The hot air balloon launches from the plains before first light, drifting up as the sun comes over the horizon and the Mara begins to wake. From a thousand feet, the landscape opens out in every direction, the herds moving below, the rivers cutting across the savannah, the light shifting minute by minute as the day takes hold. Flights last around an hour, guided by the wind. There is no engine and no schedule, only the slow rise and drift across one of the most extraordinary stretches of country in Africa. Hot air balloon experiences are available at Wilder's Masai Mara properties and at Lerai Safari Camp. For many guests, it is the moment that defines the trip.

Breakfast On The Plains

The balloon lands somewhere in the open plains, the exact spot decided by the wind. A table is already waiting. Champagne is poured, and a full bush breakfast is served under the open sky, surrounded by the country you have just spent the morning floating above. The tradition of champagne after a balloon flight goes back to the earliest days of ballooning in eighteenth-century France, when pilots would offer it to the farmers whose fields they landed in. The custom has stayed, the setting has changed, and the moment remains one of the simple pleasures of a Kenyan safari: a long breakfast in the open, with no walls and no hurry. On the way back to camp, guests have the option of a short game drive, turning the return into one final pass through the wildlife of the morning.

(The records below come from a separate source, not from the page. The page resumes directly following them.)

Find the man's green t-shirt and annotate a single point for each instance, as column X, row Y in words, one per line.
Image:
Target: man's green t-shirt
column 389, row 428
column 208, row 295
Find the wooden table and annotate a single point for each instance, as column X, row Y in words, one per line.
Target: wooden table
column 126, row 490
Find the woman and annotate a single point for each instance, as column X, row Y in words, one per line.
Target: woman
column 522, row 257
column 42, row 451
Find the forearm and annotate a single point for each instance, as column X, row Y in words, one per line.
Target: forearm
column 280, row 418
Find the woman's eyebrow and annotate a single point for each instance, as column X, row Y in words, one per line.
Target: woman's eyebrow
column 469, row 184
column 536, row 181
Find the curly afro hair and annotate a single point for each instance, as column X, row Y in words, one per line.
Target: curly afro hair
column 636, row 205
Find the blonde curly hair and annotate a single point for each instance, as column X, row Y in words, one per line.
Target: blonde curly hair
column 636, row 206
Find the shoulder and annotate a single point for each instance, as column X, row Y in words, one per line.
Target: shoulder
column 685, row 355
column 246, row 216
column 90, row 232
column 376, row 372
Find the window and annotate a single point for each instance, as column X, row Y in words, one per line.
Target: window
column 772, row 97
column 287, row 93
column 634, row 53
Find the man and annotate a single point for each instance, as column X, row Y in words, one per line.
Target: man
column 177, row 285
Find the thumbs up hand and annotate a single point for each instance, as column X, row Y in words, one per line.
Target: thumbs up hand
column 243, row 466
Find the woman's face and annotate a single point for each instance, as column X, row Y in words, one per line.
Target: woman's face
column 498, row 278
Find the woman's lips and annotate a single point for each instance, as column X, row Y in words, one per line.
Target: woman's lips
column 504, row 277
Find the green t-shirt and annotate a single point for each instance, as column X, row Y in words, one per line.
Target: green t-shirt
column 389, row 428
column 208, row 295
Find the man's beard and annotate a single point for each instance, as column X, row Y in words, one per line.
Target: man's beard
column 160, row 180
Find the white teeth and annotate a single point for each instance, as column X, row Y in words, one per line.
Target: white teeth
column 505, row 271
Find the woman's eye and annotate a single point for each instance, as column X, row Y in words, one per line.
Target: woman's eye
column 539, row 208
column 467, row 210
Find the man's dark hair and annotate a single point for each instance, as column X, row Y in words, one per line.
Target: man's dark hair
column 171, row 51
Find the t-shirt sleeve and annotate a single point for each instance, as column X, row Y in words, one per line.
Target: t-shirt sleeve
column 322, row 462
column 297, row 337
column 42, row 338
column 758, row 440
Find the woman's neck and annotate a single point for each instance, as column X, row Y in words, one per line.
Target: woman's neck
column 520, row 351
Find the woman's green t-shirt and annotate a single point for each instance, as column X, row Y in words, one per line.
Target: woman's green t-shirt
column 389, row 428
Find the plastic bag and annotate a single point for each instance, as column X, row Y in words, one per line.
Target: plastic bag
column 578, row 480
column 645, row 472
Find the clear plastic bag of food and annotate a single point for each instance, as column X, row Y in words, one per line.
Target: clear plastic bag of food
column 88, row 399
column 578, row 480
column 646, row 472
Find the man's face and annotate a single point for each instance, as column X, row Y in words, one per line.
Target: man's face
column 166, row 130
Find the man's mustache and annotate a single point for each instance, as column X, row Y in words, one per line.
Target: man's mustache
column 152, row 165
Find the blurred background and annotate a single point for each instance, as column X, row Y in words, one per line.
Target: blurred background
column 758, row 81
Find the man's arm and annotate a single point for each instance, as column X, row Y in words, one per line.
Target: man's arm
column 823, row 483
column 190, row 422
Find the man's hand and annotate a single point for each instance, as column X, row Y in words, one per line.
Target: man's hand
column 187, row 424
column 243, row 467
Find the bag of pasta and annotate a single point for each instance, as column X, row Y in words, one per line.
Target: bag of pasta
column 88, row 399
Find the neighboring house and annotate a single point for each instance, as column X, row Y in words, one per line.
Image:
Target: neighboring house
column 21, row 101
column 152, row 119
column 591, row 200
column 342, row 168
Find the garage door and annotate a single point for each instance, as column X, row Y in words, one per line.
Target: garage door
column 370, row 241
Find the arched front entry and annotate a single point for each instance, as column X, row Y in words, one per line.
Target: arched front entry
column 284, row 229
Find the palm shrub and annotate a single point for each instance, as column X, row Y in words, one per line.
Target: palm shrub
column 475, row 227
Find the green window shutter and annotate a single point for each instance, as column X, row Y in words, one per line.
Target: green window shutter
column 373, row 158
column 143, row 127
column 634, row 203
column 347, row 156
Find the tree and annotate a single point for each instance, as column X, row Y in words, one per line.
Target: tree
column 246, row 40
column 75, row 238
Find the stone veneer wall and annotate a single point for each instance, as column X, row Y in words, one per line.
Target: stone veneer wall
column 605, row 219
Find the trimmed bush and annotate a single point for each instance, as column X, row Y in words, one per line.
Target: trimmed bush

History Of The Hot Air Balloon

The first manned hot air balloon flight took place over Paris on 21 November 1783, in a balloon designed by the Montgolfier brothers, two papermakers from Annonay in southern France. The flight lasted twenty-five minutes and covered just over five miles. It was the beginning of human flight, and for the next two centuries, ballooning remained a pursuit of adventurers, scientists, and the occasional military expedition. The arrival of the balloon in the Masai Mara came much later. In 1976, the wildlife filmmaker Alan Root launched the first balloon safari in the Mara from Keekorok Lodge, opening a way to see the reserve from the air that had not existed before. Other operators followed through the late 1970s and 1980s, and balloon safaris have run continuously over the Mara ever since.